Authored by bchetioui on Dec 27 2022, 12:03 AM.

Details

Diff Detail

Event Timeline

bchetioui created this revision.Dec 27 2022, 12:03 AM
bchetioui requested review of this revision.Dec 27 2022, 12:03 AM

Fix clang format errors.

ThomasRaoux requested changes to this revision.Dec 27 2022, 1:38 AM
ThomasRaoux added inline comments.
mlir/lib/Conversion/GPUToNVVM/LowerGpuOpsToNVVMOps.cpp
263

RemFOp already lowers to llvm instruction frem (https://llvm.org/docs/LangRef.html#frem-instruction). Trying it out this works fine through the NVPTX backend.
Therefore I don't think we need that. What problem is it trying to solve?

This revision now requires changes to proceed.Dec 27 2022, 1:38 AM
bchetioui requested review of this revision.Dec 28 2022, 11:51 PM

The fix above corrects an edge case in which the result of the remainder operation is NaN when the second argument is inf.
This was detected in TensorFlow (https://github.com/tensorflow/tensorflow/issues/58369). (Sorry for the delay, I had to fix a problem with my bug repro :-))

Requesting review again with this additional information.

The fix above corrects an edge case in which the result of the remainder operation is NaN when the second argument is inf.
This was detected in TensorFlow (https://github.com/tensorflow/tensorflow/issues/58369). (Sorry for the delay, I had to fix a problem with my bug repro :-))

Requesting review again with this additional information.
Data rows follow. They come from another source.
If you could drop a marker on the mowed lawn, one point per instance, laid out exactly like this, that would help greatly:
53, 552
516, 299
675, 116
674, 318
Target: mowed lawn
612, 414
Thanks for explaining. I don't think this is the right fix as this would mean the other existing lowering of arith.remf would be incorrect and cause miscompile if applied before this pattern.
Looking at it a bit, llvm instruction frem should return the result you want for frem 1.f, inf : f32. The instruction is defined here https://llvm.org/docs/LangRef.html#frem-instruction and says the semantic should match libm fmod. fmod(1.f, inf) returns 1.f.
The bug seems to be in NVPTX backend: https://github.com/llvm/llvm-project/blob/2784b243e38f7d526a40838a854554b53ebeb41e/llvm/lib/Target/NVPTX/NVPTXInstrInfo.td#L1156
The sequence emitted won't do the right thing for inf, it should be fixed there.

Thanks for pointing this out, I agree that this would be a better fix.
I will work on a fix there.

The proposed fix is at https://reviews.llvm.org/D140846. Thanks again for pointing me there!